Koordinator Sekretaris Nasional Forum Pengada Layanan (FPL), Siti Mazumah menjelaskan, krisis iklim dan kekerasan pada perempuan punya irisan yang erat. Perempuan kerap kali jadi korban berulang karena krisis iklim yang terjadi, kesulitan dalam mencari sumber makanan, sumber air, polusi hingga berdampak pada kesehatan reproduksi perempuan.
"Pentingnya cross-cutting isu dan penanganan bersama agar perempuan tidak semakin berdampak," kata dia.

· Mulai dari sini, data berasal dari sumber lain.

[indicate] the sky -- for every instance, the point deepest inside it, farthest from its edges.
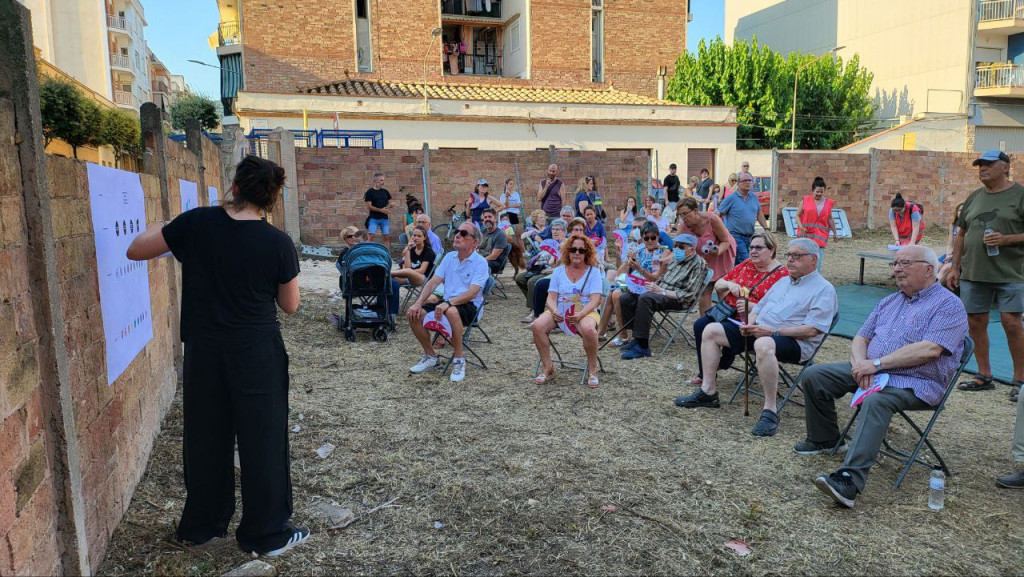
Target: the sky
(177, 31)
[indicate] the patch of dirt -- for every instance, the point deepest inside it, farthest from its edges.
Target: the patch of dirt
(498, 476)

2. Krisis Iklim adalah persoalan struktural imbas kebijakan

Manajer Kampanye Hutan dan Kebun WALHI Uli Arta Siagian menjelaskan, krisis Iklim adalah persoalan struktural yang disebabkan oleh kebijakan-kebijakan yang terus mengakomodasi industri ekstraktif. Dia menjelaskan, dampak terbesar dari daya rusak industri ekstraktif dan krisis iklim tersebut dialami lebih berat oleh perempuan.
Padahal di banyak tempat, justru perempuan menjadi aktor utama penjaga iklim, dengan melakukan aksi-aksi adaptasi dan mitigasi. Sudah saatnya negara melakukan koreksi terhadap kebijakan yang memperparah krisis iklim, dan segera menetapkan kebijakan yang berbasiskan keadilan iklim. Dimana pengakuan dan penghormatan terhadap peran, pengetahuan dan pengalaman perempuan menjadi nilai utama," katanya.
3. Menumbuhkan kebijakan inklusif dan berkelanjutan untuk perempuan

Sementara, Lead of Civic Space Yayasan Penabulu Sugiarto Arif Santoso mengatakan, krisis iklim yang makin memburuk tidak hanya mengancam ekologi, namun turut memperburuk kondisi sosial dan meningkatkan angka kekerasan terhadap perempuan. Maka menurutnya, pentingnya keadilan iklim untuk memberi perlindungan dan dukungan bagi perempuan yang mengalami kasus kekerasan.
"Diharapkan dapat tercipta kebijakan yang lebih inklusif, adil dan berkelanjutan, yang memberi ruang bagi perempuan untuk berperan aktif dalam masa depan yang lebih hijau dan lebih berkeadilan," katanya.